Долго или коротко, добрели до городишки малого, даже местечком правильней назвать. Местечко насквозь жидовское. А прибрели аккурат в субботу. Ну, и первый же аптекарь говорит радостно: «Смотрите-таки, Гои! Удружите мне, водички принесите с колодца, дровишек там, и свечи зажгите, а также портрет моего любимого певца Розембаума к стенке прибейте, а я вам денюжку дам. Вона, у мальца обувь-то каши просит». И то, правда. Поработали солдат и Филиппок в местечке, разжились денюжкой (Жидовичи в честь праздничка не обманывали и кровь христианских младенцев не пили, а, напротив, говорили ласково, угощали чем-то национальным и питательным и на денюжку не скупились). Прощаясь, Филиппок поклонился и молвил: «Спасибо, дядьки Жидовичи, за науку и ласку. Я теперича не буду верить, что Вы в сионистском сговоре с князем тьмы, хотите повергнуть мир в огненную геенну. И девки у вас обычные, человеческие. Простите, что, будучи учеником гимназии, я с ребятами издевался над учителем пения — Кацем. И подсыпал ему в компот слабительного порошку, а, когда оказался он в надворном сортире, лично подсунул петарду в выгребную яму… Вы ему уж отпишите, а то он до сих пор, поди, терзается, что это он так дерзко бзднул и развалил и сортир и избушку истопника нашего, дяди Гоги (дядя Гога добрый, он Даун, он один с Кацем у нас в гимназии дружит)». Дошли дружно до постоялого двора, разместились, баньку протопить послали. Пошли присмотреть нормальной одежды Филиппку, без кружав и бантов. После шопинга, в радость была банька: Расселись на лавках, поскребли спины мочалом со щелоком, состирнули исподнее и залезли на тесный полок. Не нарочно рядом оказались. Стал любопытный Филиппок солдатика разглядывать да расспрашивать про шрамы, да про разное. Ходил, ходил вокруг да около, да и говорит:
— Ну, учитель, у Вас и прибор! Вас, наверное, из-за него в артиллерию призвали?
— Да, — грит солдат, — с таким в бане всегда есть о чем поговорить. А так вообще, отрок, не в приборе ж дело, а правильной дороге…
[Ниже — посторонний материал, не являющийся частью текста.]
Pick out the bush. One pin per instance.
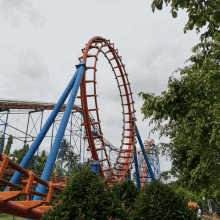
(85, 197)
(160, 201)
(126, 193)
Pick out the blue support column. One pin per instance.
(95, 167)
(145, 155)
(137, 170)
(61, 165)
(28, 157)
(25, 140)
(53, 153)
(70, 144)
(80, 144)
(3, 138)
(38, 147)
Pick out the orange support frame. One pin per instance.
(26, 209)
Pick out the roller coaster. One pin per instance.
(46, 125)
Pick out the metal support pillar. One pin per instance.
(25, 140)
(53, 153)
(38, 147)
(95, 167)
(61, 165)
(145, 155)
(137, 170)
(80, 144)
(3, 137)
(28, 157)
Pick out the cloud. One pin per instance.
(15, 11)
(24, 73)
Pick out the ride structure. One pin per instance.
(114, 164)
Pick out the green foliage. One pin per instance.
(190, 196)
(85, 197)
(159, 201)
(188, 113)
(126, 193)
(200, 13)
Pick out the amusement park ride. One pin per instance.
(81, 126)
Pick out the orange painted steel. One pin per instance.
(26, 209)
(123, 163)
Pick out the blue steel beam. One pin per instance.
(137, 170)
(3, 137)
(28, 157)
(55, 148)
(145, 155)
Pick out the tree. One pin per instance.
(188, 111)
(126, 192)
(8, 145)
(159, 201)
(165, 175)
(85, 197)
(200, 13)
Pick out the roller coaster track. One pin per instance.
(92, 51)
(120, 170)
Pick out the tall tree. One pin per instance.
(188, 112)
(200, 13)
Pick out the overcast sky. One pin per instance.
(40, 43)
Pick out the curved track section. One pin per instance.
(121, 169)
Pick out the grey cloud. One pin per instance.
(31, 64)
(14, 11)
(24, 75)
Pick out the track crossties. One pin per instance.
(121, 169)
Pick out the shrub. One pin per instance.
(126, 193)
(85, 197)
(160, 201)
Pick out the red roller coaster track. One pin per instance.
(127, 147)
(116, 173)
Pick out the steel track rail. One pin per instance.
(128, 141)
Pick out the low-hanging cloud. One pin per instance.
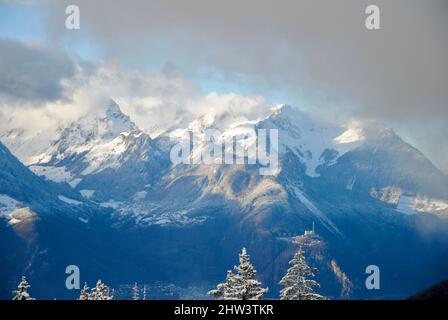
(313, 51)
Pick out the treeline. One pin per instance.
(240, 284)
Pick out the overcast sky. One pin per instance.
(314, 54)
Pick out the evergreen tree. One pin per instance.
(135, 292)
(297, 282)
(144, 292)
(241, 285)
(22, 292)
(85, 294)
(101, 292)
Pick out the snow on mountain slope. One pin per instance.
(308, 138)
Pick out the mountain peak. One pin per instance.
(113, 110)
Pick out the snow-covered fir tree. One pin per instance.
(241, 285)
(22, 290)
(101, 292)
(135, 292)
(145, 292)
(297, 282)
(85, 294)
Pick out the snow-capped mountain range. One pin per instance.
(351, 180)
(109, 158)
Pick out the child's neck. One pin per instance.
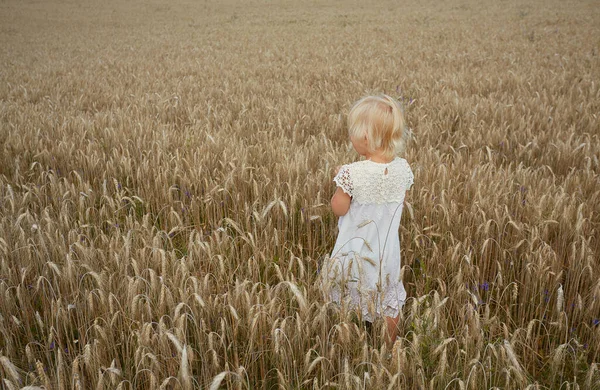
(378, 157)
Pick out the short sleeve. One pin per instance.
(343, 180)
(409, 177)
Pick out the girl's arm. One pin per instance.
(340, 202)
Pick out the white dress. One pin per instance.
(364, 268)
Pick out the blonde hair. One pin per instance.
(381, 120)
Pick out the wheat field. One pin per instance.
(165, 176)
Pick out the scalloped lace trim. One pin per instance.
(371, 304)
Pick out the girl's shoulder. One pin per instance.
(367, 165)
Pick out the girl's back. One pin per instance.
(367, 251)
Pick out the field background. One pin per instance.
(165, 173)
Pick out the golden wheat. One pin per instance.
(165, 170)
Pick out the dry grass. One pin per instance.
(165, 171)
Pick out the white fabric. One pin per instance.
(364, 268)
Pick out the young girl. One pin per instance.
(364, 268)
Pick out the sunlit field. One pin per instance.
(165, 176)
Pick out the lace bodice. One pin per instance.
(370, 182)
(364, 267)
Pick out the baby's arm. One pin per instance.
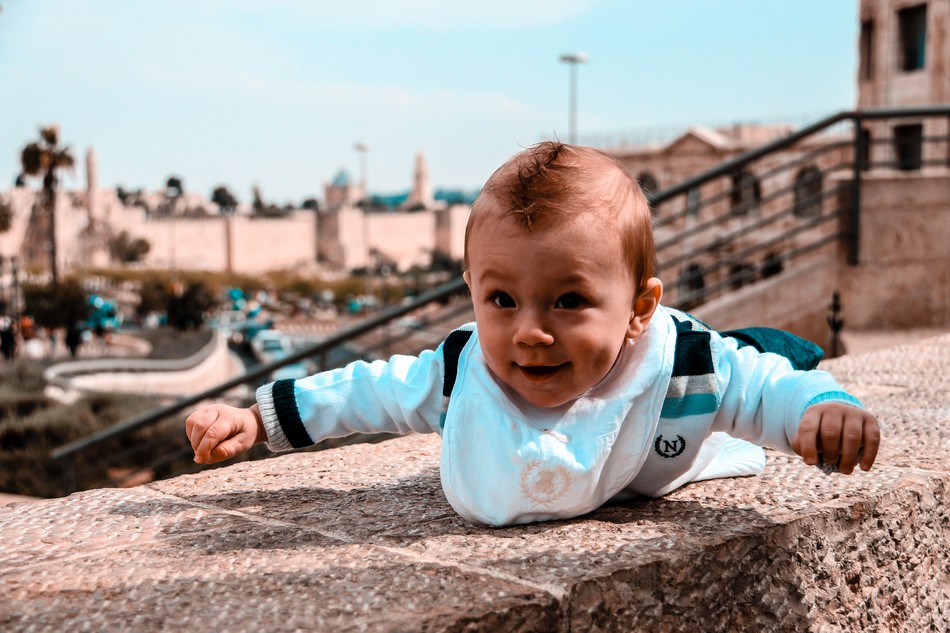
(838, 430)
(797, 412)
(219, 432)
— Ну, дядька, это Вам, конечно, такому бывалому, уже не в приборе дело. А мне, не целованному, все мысли тока об одном: когда ж я дудку запарю? А еще пацаны токо об этом и говорят. И все уже пробовали, все рассказывают о разных там манерах и способах. Один я недомеренный что ли? Будто монаший сан храню…
Задумался солдат. Потом покраснел. Потом молвил просто:
— Когда в первый раз дудку запаришь, знать нам не дано, — (очень ему словесный оборот понравился, много в нем значимости и недоговоренности), — А пока души змея обеими руками — и в путь. Хватит тут агрегаты разглядывать!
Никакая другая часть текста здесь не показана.